KM: Oh, there were there were enough. I mean, it wasn't 100% absentee, you still had all of these periods of instructional learning. Especially, you see we had, in English school you had called Social Studies. A comparable subject in Japanese curriculum, I think was shushin. Shushin was the first curriculum subject matter that MacArthur abolished in the Japanese school system. And according to him, or according to the publication, as I recall, was that shushin emphasized Emperor worship is what I understood to be the reason, one of the reasons why MacArthur ruled out the teaching of shushin. But I think it's wrong. I don't think it was emperor worship. I don't recall emperor worship being the subject matter of shushin. Shushin had more to do with, I think, with Confucianism, Chinese culture of family, importance of family, importance of ancestry, and the importance of getting along with the neighbors. And this, to me, was shushin. And I cannot go along with the idea that MacArthur's first, one of the first thing was to wipe out shushin. And to this day, I think, shushin is not taught, not one of the curriculum in Japan. And I don't know why because I guess the biggest subject matter of shushin was you had this Ninomiya, Kenjiro, and you have the stories of Nogi Taisho, you have the stories of Togo, Admiral Togo, and their virtue of loyalty to the emperor, yeah, to that. But they were individual. My understanding, it was individual concept of loyalty.

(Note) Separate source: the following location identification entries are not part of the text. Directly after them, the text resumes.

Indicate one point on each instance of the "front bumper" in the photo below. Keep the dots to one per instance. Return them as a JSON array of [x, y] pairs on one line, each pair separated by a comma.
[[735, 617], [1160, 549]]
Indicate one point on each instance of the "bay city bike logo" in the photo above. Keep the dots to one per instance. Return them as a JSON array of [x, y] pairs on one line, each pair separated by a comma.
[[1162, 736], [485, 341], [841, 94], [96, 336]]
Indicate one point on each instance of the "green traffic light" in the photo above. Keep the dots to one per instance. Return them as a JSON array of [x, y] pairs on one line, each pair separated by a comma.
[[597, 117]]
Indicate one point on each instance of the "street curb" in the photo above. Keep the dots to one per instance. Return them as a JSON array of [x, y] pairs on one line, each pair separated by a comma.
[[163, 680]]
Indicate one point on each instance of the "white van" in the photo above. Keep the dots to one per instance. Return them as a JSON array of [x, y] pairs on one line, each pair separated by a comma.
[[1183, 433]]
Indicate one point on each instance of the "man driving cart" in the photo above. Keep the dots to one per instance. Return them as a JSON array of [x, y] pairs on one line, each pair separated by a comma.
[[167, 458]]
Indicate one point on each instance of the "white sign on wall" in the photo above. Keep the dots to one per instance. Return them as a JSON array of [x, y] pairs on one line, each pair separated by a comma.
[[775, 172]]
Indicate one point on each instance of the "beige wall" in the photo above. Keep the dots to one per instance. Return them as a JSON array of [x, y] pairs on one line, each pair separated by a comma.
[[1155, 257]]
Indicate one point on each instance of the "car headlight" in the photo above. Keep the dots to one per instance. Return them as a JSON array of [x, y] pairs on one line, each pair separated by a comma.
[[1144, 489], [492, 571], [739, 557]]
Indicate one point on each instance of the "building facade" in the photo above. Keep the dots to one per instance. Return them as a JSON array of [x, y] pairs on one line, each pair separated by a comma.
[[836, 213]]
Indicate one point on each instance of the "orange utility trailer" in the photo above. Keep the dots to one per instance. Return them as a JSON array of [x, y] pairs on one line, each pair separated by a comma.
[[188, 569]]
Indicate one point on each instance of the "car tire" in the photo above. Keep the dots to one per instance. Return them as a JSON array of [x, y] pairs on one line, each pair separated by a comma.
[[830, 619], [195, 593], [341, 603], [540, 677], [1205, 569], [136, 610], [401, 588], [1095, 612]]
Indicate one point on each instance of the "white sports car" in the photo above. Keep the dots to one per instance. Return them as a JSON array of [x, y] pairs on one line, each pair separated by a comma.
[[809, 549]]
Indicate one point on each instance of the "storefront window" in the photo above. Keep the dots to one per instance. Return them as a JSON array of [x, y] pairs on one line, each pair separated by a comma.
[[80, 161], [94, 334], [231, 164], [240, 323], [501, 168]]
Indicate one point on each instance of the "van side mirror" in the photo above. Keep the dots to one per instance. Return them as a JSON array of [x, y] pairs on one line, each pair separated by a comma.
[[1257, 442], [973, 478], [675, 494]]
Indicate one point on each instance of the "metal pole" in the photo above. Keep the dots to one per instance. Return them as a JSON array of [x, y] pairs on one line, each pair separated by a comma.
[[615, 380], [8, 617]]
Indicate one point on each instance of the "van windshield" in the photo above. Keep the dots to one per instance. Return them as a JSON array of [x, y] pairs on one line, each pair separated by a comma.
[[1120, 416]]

Just as much as we learned about the feudal system, a lot of these two movies... not Japanese school because we had all these years of... Japanese silent movies was very prevalent growing up. It was silent movies, we had what we call a benshi, you don't have it in American, but I'm sure in early American history you had silent movies with people on the side giving in the music and telling the story as it went along, you know, I think it was it the same concept. And growing up in places like Kahului, the movies wasn't played every day of the week, once a week or something like that, it would come around. And we'd know that it was movie day because the way how they notified everybody in camp was there would be a truck going by and they would play the drums and then they would throw out leaflets telling what movie is being played, where, what time. And normally, usually, as I remember, in Kahului, it was an open yard where they put in canvases to block off the entrance so that you can control people who are going to come in. And usually the Buddhist yard, Buddhist churchyard or the YBA yard. And us kids, we grew up, you're always sneaking, crawling under the canvases, you know. But this was, being exposed to Japanese culture just as much as Japanese school. Because it involved as far back as I can remember, I recall the style of The Forty-Seven Ronin. And playing over and over just like Tom Mix, play the same movie. You go to the English movies, you see Tom Mix and then you see Tarzan, well, you go to Japanese movie, you see Chushingura, and you see Kunisada Chuji and you see all of these. Because Japanese movie, you play the same thing over and over. But it's too bad to me that in modern Japan, that they don't have this concept of shushin because it was so important in the family life of Japan.